Introduction to Hypothesis Driven Development — Overview of a Simple Strategy and Indicator Hypotheses

This post will begin to apply a hypothesis-driven development framework (that is, the framework written by Brian Peterson on how to do strategy construction correctly, found here) to a strategy I’ve come across on SeekingAlpha. Namely, Cliff Smith posted about a conservative bond rotation strategy, which makes use of short-term treasuries, long-term treasuries, convertibles, emerging market debt, and high-yield corporate debt–that is, SHY, TLT, CWB, PCY, and JNK. What this post will do is try to put a more formal framework on whether or not this strategy is a valid one to begin with.

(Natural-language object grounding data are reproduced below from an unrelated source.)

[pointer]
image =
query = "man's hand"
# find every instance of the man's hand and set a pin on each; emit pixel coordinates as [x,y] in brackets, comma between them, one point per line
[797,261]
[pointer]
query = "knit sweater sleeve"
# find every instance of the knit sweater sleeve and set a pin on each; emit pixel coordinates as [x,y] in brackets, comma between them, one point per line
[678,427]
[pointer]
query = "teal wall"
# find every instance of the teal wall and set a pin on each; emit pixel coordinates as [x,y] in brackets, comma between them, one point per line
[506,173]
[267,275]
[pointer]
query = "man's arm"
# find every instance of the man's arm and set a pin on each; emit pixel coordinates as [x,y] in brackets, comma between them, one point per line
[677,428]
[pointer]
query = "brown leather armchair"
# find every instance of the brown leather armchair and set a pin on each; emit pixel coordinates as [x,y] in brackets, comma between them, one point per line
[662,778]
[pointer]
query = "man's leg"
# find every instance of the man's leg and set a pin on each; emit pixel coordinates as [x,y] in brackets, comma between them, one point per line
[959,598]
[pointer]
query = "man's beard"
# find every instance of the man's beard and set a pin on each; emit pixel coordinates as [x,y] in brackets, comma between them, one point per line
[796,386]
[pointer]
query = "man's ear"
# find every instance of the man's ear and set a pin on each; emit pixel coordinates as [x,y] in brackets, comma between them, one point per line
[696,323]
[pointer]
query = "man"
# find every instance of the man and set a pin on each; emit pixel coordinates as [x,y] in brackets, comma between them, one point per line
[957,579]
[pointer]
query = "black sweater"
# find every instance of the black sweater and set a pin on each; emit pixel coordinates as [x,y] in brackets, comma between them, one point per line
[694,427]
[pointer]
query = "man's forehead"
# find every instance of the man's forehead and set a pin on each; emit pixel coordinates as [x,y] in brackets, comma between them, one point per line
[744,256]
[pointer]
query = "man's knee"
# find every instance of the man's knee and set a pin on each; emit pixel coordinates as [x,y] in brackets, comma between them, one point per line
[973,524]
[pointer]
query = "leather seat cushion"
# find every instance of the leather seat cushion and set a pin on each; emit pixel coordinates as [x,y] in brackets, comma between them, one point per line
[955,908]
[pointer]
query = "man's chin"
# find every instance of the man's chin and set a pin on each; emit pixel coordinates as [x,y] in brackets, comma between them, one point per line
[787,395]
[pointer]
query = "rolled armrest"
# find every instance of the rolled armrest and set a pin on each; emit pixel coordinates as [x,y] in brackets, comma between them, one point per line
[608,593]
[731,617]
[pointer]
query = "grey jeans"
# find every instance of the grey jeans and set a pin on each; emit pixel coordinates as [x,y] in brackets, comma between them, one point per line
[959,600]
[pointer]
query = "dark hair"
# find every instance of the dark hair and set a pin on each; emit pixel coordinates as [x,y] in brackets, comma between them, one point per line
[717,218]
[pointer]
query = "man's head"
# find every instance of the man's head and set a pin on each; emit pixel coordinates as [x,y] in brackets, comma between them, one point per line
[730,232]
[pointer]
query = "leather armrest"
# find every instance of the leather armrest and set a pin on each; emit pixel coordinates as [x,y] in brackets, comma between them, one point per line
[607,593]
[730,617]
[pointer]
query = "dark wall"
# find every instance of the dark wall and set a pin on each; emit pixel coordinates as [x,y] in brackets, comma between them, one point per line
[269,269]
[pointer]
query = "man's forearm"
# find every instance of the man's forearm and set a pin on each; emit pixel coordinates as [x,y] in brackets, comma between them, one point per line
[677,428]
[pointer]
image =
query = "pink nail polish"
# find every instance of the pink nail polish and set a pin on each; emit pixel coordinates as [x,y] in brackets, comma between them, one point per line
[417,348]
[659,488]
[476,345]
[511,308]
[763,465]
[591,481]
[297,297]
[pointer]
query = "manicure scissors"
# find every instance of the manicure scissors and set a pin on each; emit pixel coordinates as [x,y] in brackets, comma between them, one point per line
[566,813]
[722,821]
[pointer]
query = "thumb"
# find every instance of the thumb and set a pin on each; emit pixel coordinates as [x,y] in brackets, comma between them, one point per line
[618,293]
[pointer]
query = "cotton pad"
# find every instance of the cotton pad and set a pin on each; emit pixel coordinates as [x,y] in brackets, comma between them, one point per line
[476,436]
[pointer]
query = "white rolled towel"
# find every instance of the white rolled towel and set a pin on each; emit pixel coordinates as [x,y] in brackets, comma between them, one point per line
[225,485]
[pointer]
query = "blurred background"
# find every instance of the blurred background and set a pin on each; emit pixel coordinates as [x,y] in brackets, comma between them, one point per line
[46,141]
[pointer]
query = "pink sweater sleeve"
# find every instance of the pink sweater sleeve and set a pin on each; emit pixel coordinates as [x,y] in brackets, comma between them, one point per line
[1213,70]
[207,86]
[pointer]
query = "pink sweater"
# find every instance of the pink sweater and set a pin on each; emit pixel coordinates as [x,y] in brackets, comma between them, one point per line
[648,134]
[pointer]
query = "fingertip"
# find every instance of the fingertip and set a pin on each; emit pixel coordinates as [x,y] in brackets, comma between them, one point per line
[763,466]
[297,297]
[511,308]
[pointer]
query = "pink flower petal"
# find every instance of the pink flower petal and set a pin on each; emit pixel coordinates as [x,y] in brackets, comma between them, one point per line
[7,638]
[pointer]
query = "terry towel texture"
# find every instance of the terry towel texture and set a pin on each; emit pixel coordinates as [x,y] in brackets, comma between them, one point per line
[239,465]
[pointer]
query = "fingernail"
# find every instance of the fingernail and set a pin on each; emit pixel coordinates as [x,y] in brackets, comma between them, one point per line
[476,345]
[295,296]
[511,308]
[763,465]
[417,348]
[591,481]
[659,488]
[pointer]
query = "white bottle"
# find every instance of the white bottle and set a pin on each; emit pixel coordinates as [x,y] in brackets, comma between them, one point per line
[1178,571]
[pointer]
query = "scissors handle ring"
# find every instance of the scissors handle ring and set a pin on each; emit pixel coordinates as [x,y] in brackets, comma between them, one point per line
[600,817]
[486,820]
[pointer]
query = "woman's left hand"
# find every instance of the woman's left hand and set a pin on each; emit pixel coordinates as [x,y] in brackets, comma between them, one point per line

One note: For the sake of balancing succinctness for blog consumption and to demonstrate the computational techniques more quickly, I’ll be glossing over background research write-ups for this post/strategy, since it’s yet another take on time-series/cross-sectional momentum, except pared down to something more implementable for individual investors, as opposed to something that requires a massive collection of different instruments for massive, institutional-class portfolios.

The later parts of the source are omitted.